Что я любил - Сири Хустведт
Шрифт:
Интервал:
Закладка:
Марк с тревогой смотрел на меня:
— Дядя Лео, вам плохо?
Встать в полный рост я не сумел. Тело скособочилось, шея торчала вперед под углом, который, должно быть, придавал мне сходство с большой подбитой птицей.
Неожиданно передо мной вырос Джайлз. У меня возникло жуткое чувство, что все это время он был где-то поблизости.
— Обопритесь на мою руку, — сказал он.
В его голосе звучала неподдельная забота, и я испугался. В следующее мгновение он завладел моим локтем. Чтобы не дать ему до себя дотрагиваться, мне пришлось бы дернуть рукой и переместить таким образом центр тяжести всего тела, но я не мог этого сделать.
— Вам же к врачу нужно, — продолжал Джайлз. — Если бы мы были в Нью-Йорке, я бы направил вас к моему мануальному терапевту. Он просто кудесник.

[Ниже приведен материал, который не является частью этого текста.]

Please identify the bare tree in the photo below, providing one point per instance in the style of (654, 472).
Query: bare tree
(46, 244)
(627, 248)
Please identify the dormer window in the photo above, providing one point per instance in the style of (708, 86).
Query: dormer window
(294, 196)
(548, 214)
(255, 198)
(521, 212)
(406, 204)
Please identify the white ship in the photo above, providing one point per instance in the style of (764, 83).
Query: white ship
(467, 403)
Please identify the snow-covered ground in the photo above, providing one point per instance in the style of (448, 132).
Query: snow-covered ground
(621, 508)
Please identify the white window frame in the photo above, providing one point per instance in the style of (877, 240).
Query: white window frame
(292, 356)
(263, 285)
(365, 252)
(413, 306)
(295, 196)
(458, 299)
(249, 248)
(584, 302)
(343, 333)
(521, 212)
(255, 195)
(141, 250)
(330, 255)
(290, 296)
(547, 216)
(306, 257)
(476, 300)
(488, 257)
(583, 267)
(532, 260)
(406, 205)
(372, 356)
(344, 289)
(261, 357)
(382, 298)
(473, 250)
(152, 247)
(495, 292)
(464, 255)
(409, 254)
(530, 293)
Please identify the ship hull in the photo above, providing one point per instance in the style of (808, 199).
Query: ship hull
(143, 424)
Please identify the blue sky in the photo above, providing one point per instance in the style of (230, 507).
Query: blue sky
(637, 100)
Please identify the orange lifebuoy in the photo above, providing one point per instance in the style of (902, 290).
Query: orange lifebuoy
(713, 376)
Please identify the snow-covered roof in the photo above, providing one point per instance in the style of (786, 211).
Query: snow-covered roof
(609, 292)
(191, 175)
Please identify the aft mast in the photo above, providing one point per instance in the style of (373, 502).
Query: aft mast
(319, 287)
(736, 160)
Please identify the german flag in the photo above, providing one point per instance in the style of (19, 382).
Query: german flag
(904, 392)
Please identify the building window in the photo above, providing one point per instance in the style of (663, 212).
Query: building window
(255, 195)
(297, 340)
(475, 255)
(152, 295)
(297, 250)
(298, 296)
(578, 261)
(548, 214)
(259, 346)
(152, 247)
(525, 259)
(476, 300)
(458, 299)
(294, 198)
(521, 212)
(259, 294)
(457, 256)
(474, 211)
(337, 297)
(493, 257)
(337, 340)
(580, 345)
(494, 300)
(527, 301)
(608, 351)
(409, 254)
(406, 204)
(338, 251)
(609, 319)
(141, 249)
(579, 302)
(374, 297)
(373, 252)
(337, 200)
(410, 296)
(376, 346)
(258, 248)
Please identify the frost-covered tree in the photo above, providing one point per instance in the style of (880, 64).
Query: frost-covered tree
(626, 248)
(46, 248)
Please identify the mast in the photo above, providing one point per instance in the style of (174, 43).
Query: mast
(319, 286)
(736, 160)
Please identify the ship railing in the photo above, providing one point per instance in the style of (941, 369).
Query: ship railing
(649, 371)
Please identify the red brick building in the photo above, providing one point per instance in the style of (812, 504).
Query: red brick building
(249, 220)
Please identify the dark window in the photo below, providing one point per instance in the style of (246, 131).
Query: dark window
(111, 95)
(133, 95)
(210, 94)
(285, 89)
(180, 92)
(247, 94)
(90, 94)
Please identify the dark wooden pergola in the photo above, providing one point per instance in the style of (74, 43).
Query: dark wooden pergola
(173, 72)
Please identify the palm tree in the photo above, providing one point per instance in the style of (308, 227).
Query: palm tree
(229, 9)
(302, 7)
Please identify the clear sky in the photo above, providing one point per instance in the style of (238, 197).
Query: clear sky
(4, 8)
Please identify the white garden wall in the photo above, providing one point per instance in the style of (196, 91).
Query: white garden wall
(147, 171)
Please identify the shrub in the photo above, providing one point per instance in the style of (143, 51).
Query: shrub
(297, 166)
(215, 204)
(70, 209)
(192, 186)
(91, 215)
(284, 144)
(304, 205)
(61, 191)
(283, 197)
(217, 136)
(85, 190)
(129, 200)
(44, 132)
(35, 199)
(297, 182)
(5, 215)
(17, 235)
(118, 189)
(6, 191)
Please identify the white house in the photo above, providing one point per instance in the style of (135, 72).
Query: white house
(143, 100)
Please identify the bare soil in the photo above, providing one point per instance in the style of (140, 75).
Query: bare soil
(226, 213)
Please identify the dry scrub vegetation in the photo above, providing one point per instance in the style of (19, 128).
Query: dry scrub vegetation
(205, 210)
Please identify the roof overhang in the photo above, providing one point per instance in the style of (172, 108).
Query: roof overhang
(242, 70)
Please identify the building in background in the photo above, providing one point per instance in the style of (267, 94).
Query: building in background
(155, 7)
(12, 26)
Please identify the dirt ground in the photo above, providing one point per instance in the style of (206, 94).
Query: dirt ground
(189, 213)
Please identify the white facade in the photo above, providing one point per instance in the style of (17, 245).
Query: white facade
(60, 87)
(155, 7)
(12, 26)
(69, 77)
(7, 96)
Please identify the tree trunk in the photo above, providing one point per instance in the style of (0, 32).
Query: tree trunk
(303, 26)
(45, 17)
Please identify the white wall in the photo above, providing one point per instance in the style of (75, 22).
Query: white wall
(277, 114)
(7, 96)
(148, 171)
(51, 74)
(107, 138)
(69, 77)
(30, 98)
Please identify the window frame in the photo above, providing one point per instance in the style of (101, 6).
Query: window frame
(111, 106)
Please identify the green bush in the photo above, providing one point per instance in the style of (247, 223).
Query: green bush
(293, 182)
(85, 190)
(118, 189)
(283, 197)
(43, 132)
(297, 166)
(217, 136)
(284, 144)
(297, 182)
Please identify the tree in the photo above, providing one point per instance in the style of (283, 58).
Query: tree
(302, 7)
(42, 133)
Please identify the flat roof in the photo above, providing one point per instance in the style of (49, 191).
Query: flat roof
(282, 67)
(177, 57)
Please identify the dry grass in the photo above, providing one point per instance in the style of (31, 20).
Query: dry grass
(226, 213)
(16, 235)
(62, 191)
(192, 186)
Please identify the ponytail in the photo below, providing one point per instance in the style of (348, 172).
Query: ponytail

Знаете, я один раз спину вывихнул, когда танцевал, представляете?
— Мы доведем вас до вашего номера, дядя Лео. Поможешь, Тедди?
— Не вопрос!
Это был долгий и мучительный путь. Каждый сделанный шаг посылал болевой удар от бедра до самой шеи. Голову я поднять не мог, поэтому практически не видел, что творится вокруг, но присутствие с одной стороны Джайлза и с другой Марка вызывало во мне смутное чувство опасности. Они устроили по пути такую демонстрацию галантности и заботы, ну ни дать ни взять актеры, которым поручили сымпровизировать этюд с калекой в качестве реквизита. Говорил в основном Джайлз, пространно рассуждая о мануальной терапии и иглоукалывании. Он настоятельно рекомендовал китайские снадобья на травах и гимнастику пилатес, потом переключился с альтернативной медицины на искусство, упомянув о коллекционерах, покупающих его работы, о последних продажах, о большом очерке, посвященном его творчеству. Я знал, что это не пустопорожняя болтовня, что он куда-то клонит и вот-вот перейдет к главному. И он перешел. Он заговорил о холсте Билла.
Я прикрыл глаза, пытаясь абстрагироваться от его трепотни. А он распинался о том, что у него и в мыслях не было кого-то обидеть, что ему это "и во сне не могло присниться", что все нахлынуло как порыв вдохновения, как путь к ниспровержению, как нечто доселе в искусстве неизведанное. В общем, можно было подумать, что я слышу Хассеборга. Думаю, что даже слова он выбирал те же. Говоря, он все сильнее сжимал мой локоть.
— Уильям Векслер, безусловно, был художником замечательным, но работа, которую я купил, явно проходная. В моем преломлении в ней открылись новые грани.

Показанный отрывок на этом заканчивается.